Reputation: 1789
I have a script where I read from a csv file some zipcodes. The format of the zipcodes are like this:
zipcode
75180
90672
01037
20253
09117
31029
07745
90453
12105
18140
36108
10403
76470
06628
93105
88069
31094
84095
63069
Then I run a script:
import requests
import pandas as pd
import time
file = '/Users/zipcode.csv'
reader = pd.read_csv(file, sep=';', encoding='utf-8-sig')
zipcodes = reader["zipcode"].astype(str)
base_url = "https://api.blabla/?zipcode={zipcode}"

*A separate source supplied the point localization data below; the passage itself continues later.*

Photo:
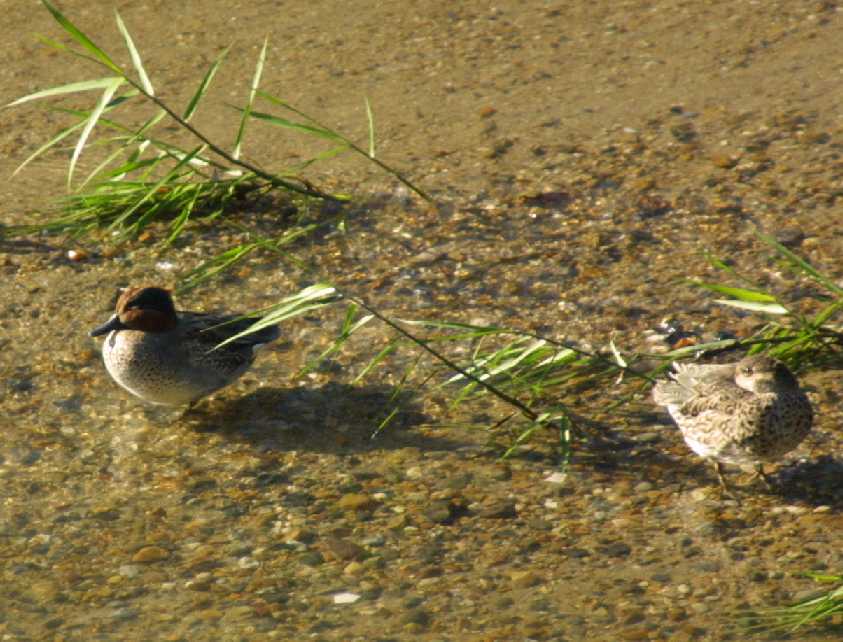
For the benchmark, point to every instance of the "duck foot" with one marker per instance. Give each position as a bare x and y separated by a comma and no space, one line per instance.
764,477
725,490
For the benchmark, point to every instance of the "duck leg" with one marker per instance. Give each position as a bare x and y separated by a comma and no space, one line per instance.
764,477
724,487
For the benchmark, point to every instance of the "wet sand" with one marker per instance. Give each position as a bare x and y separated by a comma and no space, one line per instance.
582,157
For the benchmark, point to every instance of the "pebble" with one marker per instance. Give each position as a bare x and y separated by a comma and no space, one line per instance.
150,554
343,549
346,598
357,502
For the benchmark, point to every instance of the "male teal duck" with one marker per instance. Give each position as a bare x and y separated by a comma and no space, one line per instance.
168,357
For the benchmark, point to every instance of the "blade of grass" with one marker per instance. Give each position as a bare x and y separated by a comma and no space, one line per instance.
135,55
90,123
370,118
256,78
70,88
81,38
203,86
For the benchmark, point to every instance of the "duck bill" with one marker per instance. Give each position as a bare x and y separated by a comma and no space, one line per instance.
113,323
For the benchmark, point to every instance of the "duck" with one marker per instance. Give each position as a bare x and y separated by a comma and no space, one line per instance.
744,413
170,357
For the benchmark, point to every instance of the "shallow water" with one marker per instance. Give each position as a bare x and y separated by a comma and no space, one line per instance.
571,202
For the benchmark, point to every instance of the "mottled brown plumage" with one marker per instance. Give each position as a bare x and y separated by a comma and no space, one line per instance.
750,412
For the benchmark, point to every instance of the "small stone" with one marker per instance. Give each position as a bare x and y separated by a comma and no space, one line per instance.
357,502
346,598
354,568
419,617
725,159
524,579
439,512
150,554
504,509
343,549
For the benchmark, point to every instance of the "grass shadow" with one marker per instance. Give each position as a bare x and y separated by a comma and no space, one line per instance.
335,418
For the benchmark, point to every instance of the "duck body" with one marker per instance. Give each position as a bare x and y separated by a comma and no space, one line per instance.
748,412
171,357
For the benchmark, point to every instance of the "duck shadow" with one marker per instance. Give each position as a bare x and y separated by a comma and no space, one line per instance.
334,418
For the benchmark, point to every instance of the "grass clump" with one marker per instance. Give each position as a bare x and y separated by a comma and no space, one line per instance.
146,176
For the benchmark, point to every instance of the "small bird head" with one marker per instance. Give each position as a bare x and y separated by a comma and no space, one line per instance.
761,373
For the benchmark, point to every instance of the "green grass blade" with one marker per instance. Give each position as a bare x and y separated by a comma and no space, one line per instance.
754,306
309,299
741,294
313,130
256,79
370,118
203,86
85,85
801,263
133,52
81,38
89,125
64,133
390,348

headers = {'Authentication': 'random'}
for zipcode in zipcodes:
url = base_url.format(zipcode=zipcode)
r = requests.get(url,
headers=headers)
for r_info in r.json()["data"]:
print zipcode,r_info["id"]
time.sleep(0.5)
However, whenever there is a zipcode starting with 0, the result I get is with 4 digits and it can't match with the actual 0. I have formatted my csv to have a text column in it, but still it doesn't work.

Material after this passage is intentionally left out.